Taken together these results indicate a complex action of the IP3R in autophagy regulation, whereby depending on the state of the cells IP3-induced, Ca²⁺ release can suppress or promote autophagy. This complex behavior probably also explains in part the contradictory results obtained in cells treated with thapsigargin or BAPTA-AM. Indeed, differing cellular conditions, concentrations of the applied chemicals and incubation times could underlie the different results obtained in different studies (Decuypere et al. 2011). Finally, also the localization of the IP3Rs and the subcellular localization of the resulting Ca²⁺ signals (cytosol or mitochondria) may determine the specific outcome on autophagy. In addition, it can be expected that regulators of the IP3R may impinge on the cellular autophagy levels by modulating IP₃-induced Ca²⁺ release. Main regulators in this context are obviously Beclin-1 and Bcl-2, though their exact regulation by associated proteins or phosphorylation events remains to be explored. Moreover, as these same proteins control apoptosis (Decuypere et al. 2011), it is extremely important to dissect their relative role and activation mechanisms in both processes.

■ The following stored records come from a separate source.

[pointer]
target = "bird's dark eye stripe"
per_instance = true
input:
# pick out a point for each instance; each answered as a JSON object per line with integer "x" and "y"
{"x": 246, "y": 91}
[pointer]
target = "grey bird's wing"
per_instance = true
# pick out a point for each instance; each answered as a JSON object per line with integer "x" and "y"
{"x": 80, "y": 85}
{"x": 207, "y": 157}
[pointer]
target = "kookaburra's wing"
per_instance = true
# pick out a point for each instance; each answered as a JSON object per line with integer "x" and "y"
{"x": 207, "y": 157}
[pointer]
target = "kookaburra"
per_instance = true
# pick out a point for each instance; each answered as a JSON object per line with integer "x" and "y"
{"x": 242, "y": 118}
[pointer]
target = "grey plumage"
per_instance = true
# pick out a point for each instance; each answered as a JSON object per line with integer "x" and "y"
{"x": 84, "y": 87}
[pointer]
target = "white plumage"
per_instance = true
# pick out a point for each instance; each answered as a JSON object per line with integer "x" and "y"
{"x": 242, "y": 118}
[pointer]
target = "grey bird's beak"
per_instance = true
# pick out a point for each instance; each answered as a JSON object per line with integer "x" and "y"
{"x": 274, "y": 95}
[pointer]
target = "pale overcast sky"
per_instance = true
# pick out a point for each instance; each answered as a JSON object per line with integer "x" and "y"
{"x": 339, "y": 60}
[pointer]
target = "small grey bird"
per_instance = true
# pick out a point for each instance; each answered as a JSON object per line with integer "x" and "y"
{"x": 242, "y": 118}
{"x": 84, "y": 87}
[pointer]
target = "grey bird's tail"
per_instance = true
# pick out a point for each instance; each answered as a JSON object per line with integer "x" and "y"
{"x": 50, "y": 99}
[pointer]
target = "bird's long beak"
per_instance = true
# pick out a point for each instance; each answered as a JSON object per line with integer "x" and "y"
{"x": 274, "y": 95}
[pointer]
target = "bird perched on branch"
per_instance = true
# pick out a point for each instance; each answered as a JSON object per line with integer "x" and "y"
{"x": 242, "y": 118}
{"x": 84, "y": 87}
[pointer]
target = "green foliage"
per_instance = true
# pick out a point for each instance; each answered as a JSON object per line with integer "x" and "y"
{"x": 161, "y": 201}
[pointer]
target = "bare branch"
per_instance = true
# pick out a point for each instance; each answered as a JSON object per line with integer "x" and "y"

Different groups have shown the importance of IP3Rs level and/or activity dysregulation in tumor growth, aggressiveness and resistance with a prominent role for IP3R3 (inositol tri phosphate receptor type 3) expression. Regulation of IP3R3 expression by 17β-estradiol (E2) is involved in the growth of the breast cancer epithelial cell line, MCF-7 (Sakaki et al. 2008). E2 triggered Ca²⁺ release in an IP3R-dependent mechanism, while prolonged E2 exposure led to an increase in IP3R3 expression, which was abrogated by estrogen receptor antagonists. Importantly, knockdown of IP3R3 counteracted the proliferative effect of E2 on MCF-7 cells. IP3R3 expression level is also directly related to aggressiveness of colorectal carcinoma (Lam et al. 2008). Knockdown of IP3R3 in these cancer cells increased apoptosis, while overexpression of IP3R3 decreased apoptosis. High levels of IP3R3 were associated with increased metastasis in the lymph nodes and liver and a decreased 5-year survival. Correlating with these findings, IP3R3 expression was elevated in glioblastoma cells (Grotemeier et al. 2010). Caffeine, which is known to activate ryanodine receptors, paradoxically inhibits IP3R3 activity and blocks glioblastoma invasion (Grotemeier et al. 2010). Also, changes in IP3R1 (inositol tri phosphate receptor type 1) expression have been implicated in the biological properties of tumors. The cisplatin-induced downregulation of IP3R1 expression is associated with the acquisition of cisplatin resistance in bladder cancer cell lines (Wang et al. 2008). Consistent with these findings, IP3R1-knockdown prevented apoptosis and rendered cancer cells more resistant to cisplatin, while overexpression of IP3R1 had the opposite effects. Finally, IP3R-interacting proteins can be targets of chemotherapeutic drugs, thereby affecting IP3R-channel activity. An example is the neuronal Ca²⁺ sensor 1 (NCS-1), which functions as a taxol-binding protein. Taxol (paclitaxel), used for the treatment of solid tumors, increased the binding of the NCS-1 to the IP3R, potentiating Ca²⁺ oscillations in these cells. The presence of the Ca²⁺-binding protein NCS-1 seemed to be essential for taxol effectiveness on cancer (Bootman et al. 2002). Besides differences in total IP3R-expression level, altered IP3R localization should not be excluded in the context of cancer, since cancer-related proteins are involved in proper IP3R subcellular localization.